Hines' wife Katy is eight-months pregnant with their second child. She buried her husband on Friday. 

Katy Hines had just moved back into her parents' home and woke up to find her sister's car consumed by flames. 

Investigators believe the flags piled underneath were used to start the fire. 

One neighbor says he didn't think the vandals were making a political statement but were possibly drunk. 

Police say whoever set the fire will face arson charges. 

"It's beyond the pale. It is beyond the pale," said Bob Kramer. 

"I don't think it's a political statement," said Kramer. "I don't think it's random. I think it's some really stupid kids, maybe drunk I don't know, but it's despicable and I hope they are caught." 

"No doubt, the family is very upset," said Sue Rumley, a neighbor. "They had hoped to spend a quiet day together. After what happened this morning, they say they hope, and believe this was a random act. 

The flags, they say, had completley lined their yard. 

"The yard was gorgeous. They had flags all the way around the front, from the street up to their porch," said Rumley. "Whoever did this went clear up to their porch and took the flags down." 

In the meantime the American Legion and others promised Hines' family they would have new flags by the end of the day. 

Hours after the fire a donation of flags arrived at their home. 

In no time, family, friends and neighbors lined the yard once again. 

"I think that's the most important things, don't give up, do not give up. I really feel that way," said Doris Morris, another neighbor. 

After collecting evidence police took the car for further investigation. 

"I'm hoping this is just a random act of stupidity," said Chief Mike Dickey, of the Fairfield police department, "but we're going to keep an eye on things here and act accordingly." 

Saying goodbye to Private Timothy Hines was hard enough. 

Adding insult to such a tragedy is something friends, family and neighbors just can't comprehend. 

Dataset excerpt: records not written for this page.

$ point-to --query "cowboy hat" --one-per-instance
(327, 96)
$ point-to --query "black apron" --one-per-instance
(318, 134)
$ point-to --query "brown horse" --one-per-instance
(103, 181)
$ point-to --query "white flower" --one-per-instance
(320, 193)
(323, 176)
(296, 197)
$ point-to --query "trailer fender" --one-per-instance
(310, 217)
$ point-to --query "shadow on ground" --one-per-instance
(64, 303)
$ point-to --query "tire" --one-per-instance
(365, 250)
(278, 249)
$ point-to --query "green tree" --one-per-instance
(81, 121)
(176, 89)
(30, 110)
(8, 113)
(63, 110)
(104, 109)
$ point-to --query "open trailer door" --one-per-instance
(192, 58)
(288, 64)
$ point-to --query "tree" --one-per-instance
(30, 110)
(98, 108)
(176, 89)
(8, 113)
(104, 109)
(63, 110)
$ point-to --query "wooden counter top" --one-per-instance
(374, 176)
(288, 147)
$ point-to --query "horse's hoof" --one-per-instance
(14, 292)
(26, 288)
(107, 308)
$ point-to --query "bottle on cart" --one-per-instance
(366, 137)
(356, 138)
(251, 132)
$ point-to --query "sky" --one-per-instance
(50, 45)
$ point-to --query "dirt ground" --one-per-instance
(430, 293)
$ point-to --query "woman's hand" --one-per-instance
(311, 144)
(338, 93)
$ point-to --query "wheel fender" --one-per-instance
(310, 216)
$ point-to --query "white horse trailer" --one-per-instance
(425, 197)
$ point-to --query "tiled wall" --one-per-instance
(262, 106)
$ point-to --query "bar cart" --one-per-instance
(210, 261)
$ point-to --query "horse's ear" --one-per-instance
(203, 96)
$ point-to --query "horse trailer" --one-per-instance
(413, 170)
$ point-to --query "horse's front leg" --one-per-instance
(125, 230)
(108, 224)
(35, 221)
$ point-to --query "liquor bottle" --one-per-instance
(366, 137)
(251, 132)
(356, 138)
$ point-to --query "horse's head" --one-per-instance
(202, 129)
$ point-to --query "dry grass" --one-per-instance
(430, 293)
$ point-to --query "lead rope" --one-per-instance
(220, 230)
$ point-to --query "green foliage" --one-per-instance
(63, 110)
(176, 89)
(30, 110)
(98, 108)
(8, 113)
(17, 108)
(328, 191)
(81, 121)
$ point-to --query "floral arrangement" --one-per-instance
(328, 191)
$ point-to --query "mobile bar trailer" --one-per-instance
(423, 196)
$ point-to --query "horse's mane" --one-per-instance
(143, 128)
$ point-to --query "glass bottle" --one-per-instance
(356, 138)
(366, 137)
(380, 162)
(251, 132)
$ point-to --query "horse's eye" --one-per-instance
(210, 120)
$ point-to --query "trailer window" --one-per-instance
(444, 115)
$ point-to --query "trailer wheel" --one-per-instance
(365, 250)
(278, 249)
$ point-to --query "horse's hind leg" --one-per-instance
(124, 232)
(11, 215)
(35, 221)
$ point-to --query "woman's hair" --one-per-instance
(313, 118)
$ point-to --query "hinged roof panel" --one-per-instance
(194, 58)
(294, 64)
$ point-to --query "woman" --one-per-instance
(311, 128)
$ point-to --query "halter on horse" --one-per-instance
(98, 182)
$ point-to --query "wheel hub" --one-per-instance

More than 400 people gathered Friday in Springdale for Hines' funeral. 

They watched a slide show depicting the soldier's life, including pictures with his first child, two-year-old Lily. 

An Army general presented Hines' wife with the medals her husband earned, including a Purple Heart and a Bronze Star.


----------



## Zombie-F (Apr 12, 2004)

Agreed. This is one of the most despicable things I've ever heard about. Piling this crap on top of a tragedy is just disgusting. I hope they catch the ****ers that did this and they get the book thrown at them.


----------



## mikeq91 (Jul 19, 2005)

Thats just completely rediculous. I just feel bad for the family and all that they have to go through. But I'm glad that they put the flags back up, to show that they made it through. I just can't imagine anyone doing something like that.


----------



## Doctorthingit (Jul 7, 2005)

This is probably one of those local things that just happens when people around the neighborhood know you have a lot of flags, in this case it was their lawn decoration of choice, so I mean house decorations, and you're really proud of it. I really don't think whoever did it knew anything about the tragedy or the woman's pregnancy. The donation of flags hopefully made the family feel a little better about the vandalism/destruction. Does anyone know if the woman's car is okay? I imagine that was as expensive as the flags.


----------



## SuFiKitten77 (Jul 19, 2005)

Honestly, I don't think it really matters if whoever did this evil deed knew about the tragedy .. it was still uncalled for and terrible. And as for the price of the car .. who really cares? I am sure that wasn't the first thing on the family and neighbors minds. But then again, maybe thats just me.


----------



## Doctorthingit (Jul 7, 2005)

SuFiKitten77 said:


> And as for the price of the car... who really cares? I am sure that wasn't the first thing on the family and neighbors minds. But then again, maybe thats just me.


The same could be said about the flags. But it hasn't. Funny. I don't care about cars either, but it's possible more damage was done to the car than the lawn. I'm not saying "poor car", I'm saying poor people if they have to worry about paying a ton to fix the car. Okay?


----------